Heidi Li meeting with co-lead Simran Aggarwal over a Zoom call

By Michelle Read

Heidi Li is convinced that the COVID-19 pandemic is shaping better doctors despite medical students missing out on traditional means of learning.

The very limitations brought on by the pandemic have propelled students to create their own opportunities to supplement their learning. They’re adding to their skill sets—and becoming better doctors in the process.

Ms. Li, a third-year medical student at the Faculty of Medicine, and fellow MD student Adrian Bailey put forth their thoughts to the journal Academic Medicine, which published their letter to the editor over the summer.

Ms. Li has co-led two initiatives to battle the challenges of COVID over the last several months:

COVID Performers, which she co-leads with uOttawa alumnus and Western University MD candidate David Zheng as well as Western MD candidate Alexandra Hillyer, connects musically talented medical students with health-care institutions to bring residents the joy of music through virtual performances. “In offering an escape from pain, sadness, disability and grief, performers strengthen their humanistic qualities such as empathy, building relationships and connecting on an emotional level,” she says.

HCP Outreach, which she co-leads with MD2022 candidate Simran Aggarwal, rallies med students to assist physicians in navigating increased work-life demands.

“We’re developing collaboration and leadership skills as well as deepening our understanding of the fundamental impact of maintaining personal wellness as future physicians,” Ms. Li says. “We’ve received many heart-warming messages, including ‘seeing efforts like this restores my faith in humanity.’”

Read the full text of Ms. Li and Mr. Bailey’s letter below.

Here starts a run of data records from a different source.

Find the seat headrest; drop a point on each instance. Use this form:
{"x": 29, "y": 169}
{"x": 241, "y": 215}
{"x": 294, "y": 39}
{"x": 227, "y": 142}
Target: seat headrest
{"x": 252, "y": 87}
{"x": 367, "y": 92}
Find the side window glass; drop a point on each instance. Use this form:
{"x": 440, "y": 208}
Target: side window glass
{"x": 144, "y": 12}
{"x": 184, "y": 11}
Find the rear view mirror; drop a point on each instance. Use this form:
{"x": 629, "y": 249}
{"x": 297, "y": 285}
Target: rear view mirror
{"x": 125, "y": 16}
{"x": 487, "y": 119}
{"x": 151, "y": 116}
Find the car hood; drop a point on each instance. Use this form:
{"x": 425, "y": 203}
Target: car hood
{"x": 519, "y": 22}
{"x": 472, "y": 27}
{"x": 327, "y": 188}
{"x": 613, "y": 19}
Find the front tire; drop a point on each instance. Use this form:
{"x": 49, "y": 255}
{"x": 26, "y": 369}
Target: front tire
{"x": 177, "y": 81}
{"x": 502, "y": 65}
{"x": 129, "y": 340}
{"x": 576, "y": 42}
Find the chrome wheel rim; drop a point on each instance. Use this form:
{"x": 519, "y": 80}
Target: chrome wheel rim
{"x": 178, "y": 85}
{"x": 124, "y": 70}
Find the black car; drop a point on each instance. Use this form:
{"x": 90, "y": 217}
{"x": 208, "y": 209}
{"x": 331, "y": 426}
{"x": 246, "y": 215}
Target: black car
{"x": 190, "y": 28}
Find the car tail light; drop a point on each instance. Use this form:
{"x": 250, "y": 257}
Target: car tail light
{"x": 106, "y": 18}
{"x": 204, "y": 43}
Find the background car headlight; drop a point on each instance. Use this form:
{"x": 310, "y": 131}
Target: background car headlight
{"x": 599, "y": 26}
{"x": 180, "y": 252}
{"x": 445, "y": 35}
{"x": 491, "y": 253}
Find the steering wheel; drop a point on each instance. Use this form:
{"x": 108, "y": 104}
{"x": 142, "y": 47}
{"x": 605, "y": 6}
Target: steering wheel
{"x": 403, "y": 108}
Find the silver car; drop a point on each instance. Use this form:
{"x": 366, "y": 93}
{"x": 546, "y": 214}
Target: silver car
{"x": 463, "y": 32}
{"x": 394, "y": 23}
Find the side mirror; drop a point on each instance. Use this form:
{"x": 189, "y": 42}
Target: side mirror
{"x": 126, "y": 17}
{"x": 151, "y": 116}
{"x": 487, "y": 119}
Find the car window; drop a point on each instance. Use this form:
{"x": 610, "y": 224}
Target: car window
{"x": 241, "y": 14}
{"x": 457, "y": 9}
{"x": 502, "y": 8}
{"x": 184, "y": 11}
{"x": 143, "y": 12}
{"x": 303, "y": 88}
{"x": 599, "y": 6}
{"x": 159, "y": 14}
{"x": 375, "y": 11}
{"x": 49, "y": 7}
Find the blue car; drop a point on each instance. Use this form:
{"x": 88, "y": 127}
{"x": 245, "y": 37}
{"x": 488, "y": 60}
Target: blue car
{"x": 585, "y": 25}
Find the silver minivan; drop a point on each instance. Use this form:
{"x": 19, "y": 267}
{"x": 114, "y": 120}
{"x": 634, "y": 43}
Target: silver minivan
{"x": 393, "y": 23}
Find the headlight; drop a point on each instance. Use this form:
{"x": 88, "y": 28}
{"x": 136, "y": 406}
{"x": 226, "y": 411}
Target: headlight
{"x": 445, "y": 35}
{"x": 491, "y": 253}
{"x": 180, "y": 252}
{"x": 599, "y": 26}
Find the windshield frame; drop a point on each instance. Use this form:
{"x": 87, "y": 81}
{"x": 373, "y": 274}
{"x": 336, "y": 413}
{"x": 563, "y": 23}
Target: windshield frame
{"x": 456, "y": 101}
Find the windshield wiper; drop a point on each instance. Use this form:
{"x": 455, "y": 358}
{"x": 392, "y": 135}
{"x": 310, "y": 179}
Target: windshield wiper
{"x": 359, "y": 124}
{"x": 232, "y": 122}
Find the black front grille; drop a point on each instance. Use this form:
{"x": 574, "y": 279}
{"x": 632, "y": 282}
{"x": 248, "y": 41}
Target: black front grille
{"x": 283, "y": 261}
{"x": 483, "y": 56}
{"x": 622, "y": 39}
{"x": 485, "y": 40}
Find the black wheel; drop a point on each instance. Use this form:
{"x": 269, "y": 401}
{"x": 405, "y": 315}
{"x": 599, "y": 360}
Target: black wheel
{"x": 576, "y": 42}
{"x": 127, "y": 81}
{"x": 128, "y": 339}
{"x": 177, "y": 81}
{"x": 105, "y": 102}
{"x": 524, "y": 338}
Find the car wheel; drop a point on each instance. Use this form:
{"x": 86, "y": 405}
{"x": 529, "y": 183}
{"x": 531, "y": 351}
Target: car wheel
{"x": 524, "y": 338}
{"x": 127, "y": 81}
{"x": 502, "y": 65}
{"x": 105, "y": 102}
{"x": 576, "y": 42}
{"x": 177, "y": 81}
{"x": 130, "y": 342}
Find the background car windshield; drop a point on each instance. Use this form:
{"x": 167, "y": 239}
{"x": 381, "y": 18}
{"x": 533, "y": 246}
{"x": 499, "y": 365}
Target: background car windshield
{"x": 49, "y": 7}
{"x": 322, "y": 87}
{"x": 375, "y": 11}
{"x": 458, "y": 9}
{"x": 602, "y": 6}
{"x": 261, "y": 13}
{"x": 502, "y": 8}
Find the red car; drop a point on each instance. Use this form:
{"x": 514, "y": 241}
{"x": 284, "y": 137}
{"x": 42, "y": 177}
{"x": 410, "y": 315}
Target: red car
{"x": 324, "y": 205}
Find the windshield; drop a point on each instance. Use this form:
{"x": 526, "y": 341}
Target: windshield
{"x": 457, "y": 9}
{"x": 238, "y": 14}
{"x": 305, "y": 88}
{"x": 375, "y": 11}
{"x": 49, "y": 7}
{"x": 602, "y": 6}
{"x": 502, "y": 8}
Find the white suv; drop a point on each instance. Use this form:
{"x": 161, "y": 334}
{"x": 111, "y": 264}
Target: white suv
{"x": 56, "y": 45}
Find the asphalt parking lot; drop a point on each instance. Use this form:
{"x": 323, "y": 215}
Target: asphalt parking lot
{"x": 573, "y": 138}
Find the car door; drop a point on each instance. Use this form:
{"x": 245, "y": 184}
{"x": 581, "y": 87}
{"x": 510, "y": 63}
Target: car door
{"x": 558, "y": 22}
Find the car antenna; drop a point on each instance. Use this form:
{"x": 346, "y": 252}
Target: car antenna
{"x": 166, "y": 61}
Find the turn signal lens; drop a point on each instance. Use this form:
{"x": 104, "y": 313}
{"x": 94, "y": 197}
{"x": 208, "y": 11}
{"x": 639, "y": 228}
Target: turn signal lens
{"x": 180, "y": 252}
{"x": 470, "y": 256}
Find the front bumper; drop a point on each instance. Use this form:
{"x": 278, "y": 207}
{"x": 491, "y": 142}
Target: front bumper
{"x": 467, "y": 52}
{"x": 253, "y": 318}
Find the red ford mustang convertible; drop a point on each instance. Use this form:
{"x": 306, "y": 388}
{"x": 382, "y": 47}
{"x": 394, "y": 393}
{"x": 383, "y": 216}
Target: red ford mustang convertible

Medical Education Amid the COVID-19 Pandemic: New Perspectives for the Future

Heidi Oi-Yee Li, third-year medical student, Faculty of Medicine, University of Ottawa
Adrian M.J. Bailey, second-year medical student, Faculty of Medicine, University of Ottawa

To the editor:

In response to the COVID-19 pandemic, many medical schools worldwide cancelled clinical rotations, resulting in the loss of essential learning opportunities. Subsequently, many medical students reported significant anxiety and stress stemming from the uncertainty surrounding their education and the impact of these changes on their future careers. To address this problem, we recommend looking beyond missed clinical learning opportunities and reflecting on the true purpose of medical education—namely, to train well-rounded physicians.

Across the United States, Canada, and the United Kingdom, medical students like ourselves mobilized to organize initiatives to support health care workers, community members, and public health efforts. Understanding the importance of public health promotion and education, medical students assisted in contact tracing and public health counselling. Advocating for vulnerable populations, they provided support to seniors through virtual companionship programs and grocery services. Noticing the struggle of frontline health care workers to find personal support, students collaborated to provide free childcare, pet care, and run errands. Observing a shortage of personal protective equipment, they collected these items to donate to various health care institutions. Recognizing the vast amount of information on COVID-19, students conducted knowledge translation to create accessible documents for the public. Understanding the urgent need for research, they applied their lab skills to contribute to research initiatives.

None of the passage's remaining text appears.